Zwischen einem und zweieinhalb Petabyte Datenspeicher sind nach Schätzungen neurowissenschaftlicher Informatiker rein rechnerisch nötig, um die 100 Mrd. Nervenzellen nebst den Zehntausend Kontaktstellen des menschlichen Gehirns digital abzubilden. Manche träumen schon von einer digitalen Unsterblichkeit, nicht in den Sozialen Medien, sondern auf real existierender Hardware. Die Voraussetzungen scheinen gut: nach dem Moor´schen Gesetz verdoppeln Computer ihre Rechenleistung etwa alle 18 Monate, die Wayback-Machine (Internet-Archiv) sortierte und speicherte von 2001 bis 2016 bereits alleine 15 Petabyte Daten. Speicherkapazität rulez.
Manche zeitgenössische Romanciers sind bei dieser Thematik zumindest ideell etwas weiter: in Hologrammatica entwirft Tom Hillenbrand eine gleichermassen kühne wie kühle Vision einer re-bootbaren Menschmaschine und damit serieller Unsterblichkeit. Vermengt werden sinister agierende Super-KI mit etwas Extraterrestik und einer Prise globaler Simulation zu einem ausufernden SciFi-Eintopf. Multitalent Dietmar Dath legt in seiner Fantasie Die Abschaffung der Arten noch einen drauf: Menschen sind von genetisch neuartig enstandenen hochintelligenten Wesen, welche von Geschlecht und Gattung völlig losgelöst sich selbst zu kopieren vermögen, längst verdrängt, werden jedoch aus zoologischem Interesse bzw. als Kuriosum weiterhin gehalten.
„Wir wollen dahin, dass eine Intelligenz alles verstehen und jede Aufgabe lösen kann. Nicht der Mensch denkt sich was Neues aus, sondern das System. Der KI-Forscher wird durch ein neuronales Netz ersetzt.“
(Bio-Informatiker Josef Hochreiter im Interview)
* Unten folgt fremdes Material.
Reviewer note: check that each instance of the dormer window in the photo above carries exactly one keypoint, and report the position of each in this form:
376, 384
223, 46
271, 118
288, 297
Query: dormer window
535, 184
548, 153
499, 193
Ist Re-Materialisierung von geistiger und körperlicher Essenz generell möglich? Kryoniker hoffen darauf: Schockfrostung gefolgt von Lagerung bei minus 196 Grad sind ein gewagtes Investitionsrisiko, eine teure Wette auf die Zukunft. Wie die reine Hülle dann ganzheitlich beseelt werden soll, bleibt noch fraglich. Wahrscheinlich wissen wir mehr, falls die geplante Kopftransplantation ohne begleitende Lähmungserscheinungen tatsächlich gelänge, Rückenmark hier nur Hilfsausdruck.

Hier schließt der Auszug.